Une fois partie du domicile commun, je me suis d’abord retrouvée chez ma mère, puis chez des amis qui m’ont hébergée, puis je suis retournée chez ma mère pour finalement passer quelques jours à l'hôtel. Comme tout ça était difficile à vivre, j’ai dû me résoudre à retourner au domicile conjugal et faire croire à mon ex-mari que notre relation allait continuer mais en parallèle, j’avais fait une demande de logement social.

J’avais de plus en plus peur de lui. On ne dormait plus ensemble, je dormais dans la chambre, lui dans le salon, mais toutes les nuits je verrouillais la porte et gardais avec moi une bombe lacrymogène et un téléphone de secours que j’avais acheté à la Poste et que je portais sur moi, caché dans mon soutien-gorge. Il me faisait vivre un enfer, je n’avais aucune liberté. Si je sortais je devais prendre mon téléphone, s’il appelait et que j’étais en voiture, je devais klaxonner pour le prouver, si j’étais avec ma mère, elle devait parler etc. À ce moment-là je savais que c’était fini, que je ne lui pardonnerais jamais tout ce qu’il m’avait fait subir. C'est là que je me suis rendu-compte que finalement, je vivais comme ça, sous pression permanente, depuis des années.

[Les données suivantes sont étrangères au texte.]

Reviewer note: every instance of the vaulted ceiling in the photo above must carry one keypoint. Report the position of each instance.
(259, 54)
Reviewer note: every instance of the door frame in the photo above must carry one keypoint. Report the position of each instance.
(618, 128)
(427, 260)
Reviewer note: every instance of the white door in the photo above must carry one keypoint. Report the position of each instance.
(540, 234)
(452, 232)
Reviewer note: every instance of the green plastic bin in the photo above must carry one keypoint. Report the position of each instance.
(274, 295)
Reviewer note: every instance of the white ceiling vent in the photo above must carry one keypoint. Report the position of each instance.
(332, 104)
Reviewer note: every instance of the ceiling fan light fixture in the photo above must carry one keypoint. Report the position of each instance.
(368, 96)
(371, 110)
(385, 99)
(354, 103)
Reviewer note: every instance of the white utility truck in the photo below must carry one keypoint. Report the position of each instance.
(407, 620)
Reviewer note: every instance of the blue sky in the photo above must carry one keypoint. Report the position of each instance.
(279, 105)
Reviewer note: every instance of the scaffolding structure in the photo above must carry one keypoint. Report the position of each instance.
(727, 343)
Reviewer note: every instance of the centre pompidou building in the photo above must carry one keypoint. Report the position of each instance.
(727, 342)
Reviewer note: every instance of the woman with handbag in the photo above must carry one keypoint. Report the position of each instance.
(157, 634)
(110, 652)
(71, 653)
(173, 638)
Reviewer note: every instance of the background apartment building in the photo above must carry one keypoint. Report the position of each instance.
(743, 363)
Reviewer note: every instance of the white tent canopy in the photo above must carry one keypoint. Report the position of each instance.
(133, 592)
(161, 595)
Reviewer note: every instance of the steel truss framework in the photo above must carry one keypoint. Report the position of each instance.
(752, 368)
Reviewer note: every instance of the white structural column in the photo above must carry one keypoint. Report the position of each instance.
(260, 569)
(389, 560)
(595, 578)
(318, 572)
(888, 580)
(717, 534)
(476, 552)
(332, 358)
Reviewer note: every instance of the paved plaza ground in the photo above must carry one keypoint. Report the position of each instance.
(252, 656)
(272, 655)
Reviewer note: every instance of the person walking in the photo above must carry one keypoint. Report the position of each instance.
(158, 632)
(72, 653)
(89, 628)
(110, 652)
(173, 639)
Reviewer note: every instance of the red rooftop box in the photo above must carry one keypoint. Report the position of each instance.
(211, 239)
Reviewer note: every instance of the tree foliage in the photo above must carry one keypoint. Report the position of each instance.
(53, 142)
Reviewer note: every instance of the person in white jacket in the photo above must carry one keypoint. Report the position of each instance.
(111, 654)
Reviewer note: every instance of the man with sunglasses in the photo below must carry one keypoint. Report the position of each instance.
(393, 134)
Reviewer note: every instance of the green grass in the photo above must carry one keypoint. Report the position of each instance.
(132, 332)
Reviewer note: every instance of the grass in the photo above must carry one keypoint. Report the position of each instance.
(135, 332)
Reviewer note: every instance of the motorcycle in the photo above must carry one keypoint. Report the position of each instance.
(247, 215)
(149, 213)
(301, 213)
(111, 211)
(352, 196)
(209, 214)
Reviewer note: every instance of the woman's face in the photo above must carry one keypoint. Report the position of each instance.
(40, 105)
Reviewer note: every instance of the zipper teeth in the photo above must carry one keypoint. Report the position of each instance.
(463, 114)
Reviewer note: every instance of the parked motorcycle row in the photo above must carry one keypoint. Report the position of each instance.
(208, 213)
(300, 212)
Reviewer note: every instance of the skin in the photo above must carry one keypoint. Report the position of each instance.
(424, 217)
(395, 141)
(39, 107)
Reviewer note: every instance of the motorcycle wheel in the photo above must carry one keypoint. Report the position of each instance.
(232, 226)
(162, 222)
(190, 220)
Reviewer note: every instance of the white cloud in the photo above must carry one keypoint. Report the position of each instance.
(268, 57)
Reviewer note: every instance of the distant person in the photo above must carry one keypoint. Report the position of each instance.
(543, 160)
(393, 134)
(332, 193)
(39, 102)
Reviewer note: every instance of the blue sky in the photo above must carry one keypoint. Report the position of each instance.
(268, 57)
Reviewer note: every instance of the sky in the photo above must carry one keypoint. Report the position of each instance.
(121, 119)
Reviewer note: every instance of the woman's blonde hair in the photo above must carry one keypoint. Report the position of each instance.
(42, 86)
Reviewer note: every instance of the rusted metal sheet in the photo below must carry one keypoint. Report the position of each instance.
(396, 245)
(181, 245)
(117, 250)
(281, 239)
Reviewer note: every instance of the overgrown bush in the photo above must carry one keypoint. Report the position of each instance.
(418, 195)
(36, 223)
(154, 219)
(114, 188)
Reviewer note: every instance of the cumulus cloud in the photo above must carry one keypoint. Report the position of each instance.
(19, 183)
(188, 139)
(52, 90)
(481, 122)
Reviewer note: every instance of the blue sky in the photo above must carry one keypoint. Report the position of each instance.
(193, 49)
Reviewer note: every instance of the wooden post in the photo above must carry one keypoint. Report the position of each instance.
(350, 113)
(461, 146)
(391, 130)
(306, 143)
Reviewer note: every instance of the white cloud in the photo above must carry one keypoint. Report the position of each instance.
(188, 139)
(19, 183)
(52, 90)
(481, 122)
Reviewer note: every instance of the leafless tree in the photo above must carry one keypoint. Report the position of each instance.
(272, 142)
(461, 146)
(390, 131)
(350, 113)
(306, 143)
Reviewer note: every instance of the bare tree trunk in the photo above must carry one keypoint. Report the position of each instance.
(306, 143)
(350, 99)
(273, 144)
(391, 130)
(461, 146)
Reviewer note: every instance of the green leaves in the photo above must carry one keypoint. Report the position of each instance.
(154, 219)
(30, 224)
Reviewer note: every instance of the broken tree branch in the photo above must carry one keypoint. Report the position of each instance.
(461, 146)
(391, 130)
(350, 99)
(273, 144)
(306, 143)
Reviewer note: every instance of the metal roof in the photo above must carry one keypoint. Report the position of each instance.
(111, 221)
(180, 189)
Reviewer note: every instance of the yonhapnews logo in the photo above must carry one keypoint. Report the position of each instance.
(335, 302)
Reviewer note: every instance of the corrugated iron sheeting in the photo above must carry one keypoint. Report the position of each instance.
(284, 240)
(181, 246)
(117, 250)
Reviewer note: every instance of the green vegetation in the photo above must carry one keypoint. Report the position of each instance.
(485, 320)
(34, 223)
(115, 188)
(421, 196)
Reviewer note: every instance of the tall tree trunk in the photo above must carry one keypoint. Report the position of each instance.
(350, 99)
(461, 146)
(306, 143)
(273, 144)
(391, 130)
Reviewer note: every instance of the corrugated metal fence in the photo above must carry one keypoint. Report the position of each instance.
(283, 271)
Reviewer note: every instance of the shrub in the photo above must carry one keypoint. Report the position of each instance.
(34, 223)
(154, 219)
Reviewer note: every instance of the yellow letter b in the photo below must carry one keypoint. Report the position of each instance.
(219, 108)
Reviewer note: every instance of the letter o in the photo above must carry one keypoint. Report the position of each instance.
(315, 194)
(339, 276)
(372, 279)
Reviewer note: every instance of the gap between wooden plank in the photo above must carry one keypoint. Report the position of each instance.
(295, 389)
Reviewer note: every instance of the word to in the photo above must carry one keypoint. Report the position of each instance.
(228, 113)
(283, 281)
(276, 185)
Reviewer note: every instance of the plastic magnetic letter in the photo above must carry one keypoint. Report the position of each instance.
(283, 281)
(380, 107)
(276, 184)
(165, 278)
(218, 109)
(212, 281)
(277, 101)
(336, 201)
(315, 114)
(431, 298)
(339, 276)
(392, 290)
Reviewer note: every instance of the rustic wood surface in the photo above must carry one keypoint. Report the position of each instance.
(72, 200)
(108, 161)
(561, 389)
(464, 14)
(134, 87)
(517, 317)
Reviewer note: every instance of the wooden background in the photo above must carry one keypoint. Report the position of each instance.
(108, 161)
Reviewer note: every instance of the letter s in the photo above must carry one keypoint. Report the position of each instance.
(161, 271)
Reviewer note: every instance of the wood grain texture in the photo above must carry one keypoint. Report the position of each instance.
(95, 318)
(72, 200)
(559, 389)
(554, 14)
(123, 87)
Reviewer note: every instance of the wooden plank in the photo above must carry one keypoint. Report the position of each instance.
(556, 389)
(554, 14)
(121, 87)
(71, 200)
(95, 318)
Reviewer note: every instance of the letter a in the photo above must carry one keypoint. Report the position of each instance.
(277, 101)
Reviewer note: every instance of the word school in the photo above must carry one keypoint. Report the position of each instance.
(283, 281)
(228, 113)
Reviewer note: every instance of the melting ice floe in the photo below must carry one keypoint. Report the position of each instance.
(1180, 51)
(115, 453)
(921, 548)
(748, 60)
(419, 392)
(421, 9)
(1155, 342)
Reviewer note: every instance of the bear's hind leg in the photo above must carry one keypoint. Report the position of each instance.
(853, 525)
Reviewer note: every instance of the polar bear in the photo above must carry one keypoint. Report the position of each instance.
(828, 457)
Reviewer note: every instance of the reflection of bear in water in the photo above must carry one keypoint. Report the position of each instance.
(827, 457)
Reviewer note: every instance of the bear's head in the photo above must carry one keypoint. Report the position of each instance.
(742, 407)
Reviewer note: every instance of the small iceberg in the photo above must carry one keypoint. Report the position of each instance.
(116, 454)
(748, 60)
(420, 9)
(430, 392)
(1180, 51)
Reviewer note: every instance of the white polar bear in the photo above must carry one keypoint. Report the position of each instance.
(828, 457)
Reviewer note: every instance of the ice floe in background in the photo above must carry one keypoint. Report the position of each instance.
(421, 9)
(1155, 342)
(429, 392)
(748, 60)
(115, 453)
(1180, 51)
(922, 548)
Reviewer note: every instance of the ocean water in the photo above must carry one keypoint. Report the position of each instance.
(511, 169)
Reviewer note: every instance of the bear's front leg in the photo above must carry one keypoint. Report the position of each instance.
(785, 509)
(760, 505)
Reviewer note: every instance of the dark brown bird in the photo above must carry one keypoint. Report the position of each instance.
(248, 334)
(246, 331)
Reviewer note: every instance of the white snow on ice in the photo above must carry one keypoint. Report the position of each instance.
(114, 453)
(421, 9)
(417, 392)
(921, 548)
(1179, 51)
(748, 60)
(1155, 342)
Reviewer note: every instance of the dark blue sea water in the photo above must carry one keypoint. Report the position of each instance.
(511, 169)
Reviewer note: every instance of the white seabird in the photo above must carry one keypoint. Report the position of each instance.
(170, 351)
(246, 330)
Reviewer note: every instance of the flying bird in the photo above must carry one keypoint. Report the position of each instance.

Je ne m’en n’étais pas aperçue plut tôt parce qu’il avait réussi à me persuader du fait que pour une fille comme moi, intéresser un homme de sa valeur était une aubaine. Mon fils est né le 21 juin 2015, puis en octobre et face à mon insistance (j’ai fait le pied de grue devant la mairie tous les jours pendant qu’il partait travailler), on m’a enfin proposé un logement. 

Je pensais en avoir fini avec tout ça, que je n’avais plus qu’à demander le divorce et que tout rentrerait bientôt dans l’ordre mais le pire restait à venir.

Mon ex-mari est devenu très menaçant au téléphone, il avait un discours disproportionné, m’accusait de lui provoquer ce qu’il appelait des « coups de foudre » : selon lui, je profitais de sa gentillesse et m’étonnais ensuite de ses réactions. Il a tenu les mêmes propos lors de ses auditions en garde à vue (ils ont été enregistrés). Il me disait de prier le Je vous salue Marie (référence à la mort) alors que je suis athée, de brûler régulièrement des cierges, qu’un accident était « vite arrivé ».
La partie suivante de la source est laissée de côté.